Jung-Sum took away her raincoat, I brought some chairs from the dining room. Everyone sat close to the sofa. Sekky and Liang brought out their toys to play at the foot of the big chesterfield. From her cane rocker, Poh-Poh nudged me to pour tea for our guests.

I poured Father’s last. He looked first at Stepmother, then he stared helplessly at Mrs. Chong. Little sympathy reflected back from her. She sat in the sofa chair and reached into her purse for a cigarette. I took the Peter Pan Café matches she handed me. At one of the mahjong games, Mrs. Chong taught me how to be a gentleman with a match, to be like one of those picture-show stars she admired. I struck the match, and Mrs. Chong inhaled. The Sweet Caporal flared with fire and smoke. Then she exhaled and, with her pencilled eyebrows cresting elegantly, smiled at me. Her hand delicately fanned away the smoke. Across the room, Stepmother politely pointed out the ashtray on the end table. I set it on the arm of the sofa. It was the big ashtray Third Uncle used for his pipe.

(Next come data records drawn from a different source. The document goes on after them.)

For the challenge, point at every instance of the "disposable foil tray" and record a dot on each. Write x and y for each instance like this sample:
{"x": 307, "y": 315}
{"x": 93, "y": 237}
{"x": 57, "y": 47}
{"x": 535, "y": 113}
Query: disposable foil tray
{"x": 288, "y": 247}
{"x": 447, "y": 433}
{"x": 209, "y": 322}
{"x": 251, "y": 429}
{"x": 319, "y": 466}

“Everything fine now, Chen Suk,” Mrs. Chong said to Father. “Chen Sim just have a little bad spell. Nothing more.”

No one believed her.

We all watched Poh-Poh get up and press her palm against Stepmother’s forehead. Tai Sim had taken the medicine box and all the packages into the kitchen. She told Father that the pills would have to be crushed and an assortment of herbs blended together with them. It would take an hour of steaming in a double-enclosed pot before the bitter liquid, distilled and cooled, would be ready for Stepmother.

“Sip when cramp push lower,” Tai Sim had said with authority. “Strengthen muscle.”

Hearing those words, Mrs. Chong grimaced and exchanged some nervous glances with Poh-Poh and big Mrs. Lim. My spine tightened. It was clear Stepmother did not want to move from the sofa. She did not want to move at all. Tai Sim had told her to stay put until she checked her signs again.

Father looked uncomfortable.

“Need more strength,” Poh-Poh said gently to Stepmother.

“I make you very good soup,” said Mrs. Lim. She folded her hands, as if in prayer. “I now go home to make.”

During the wait for Tai Sim to reappear, Father drank his tea and hardly took his eyes away from Stepmother. I could see she was holding her knees together, as if she were in pain.

“Oh, Chen Sim,” Mrs. Chong said, “you must go upstairs into your big bed.”

Poh-Poh looked alarmed. “Not here. I bring you soup upstairs.”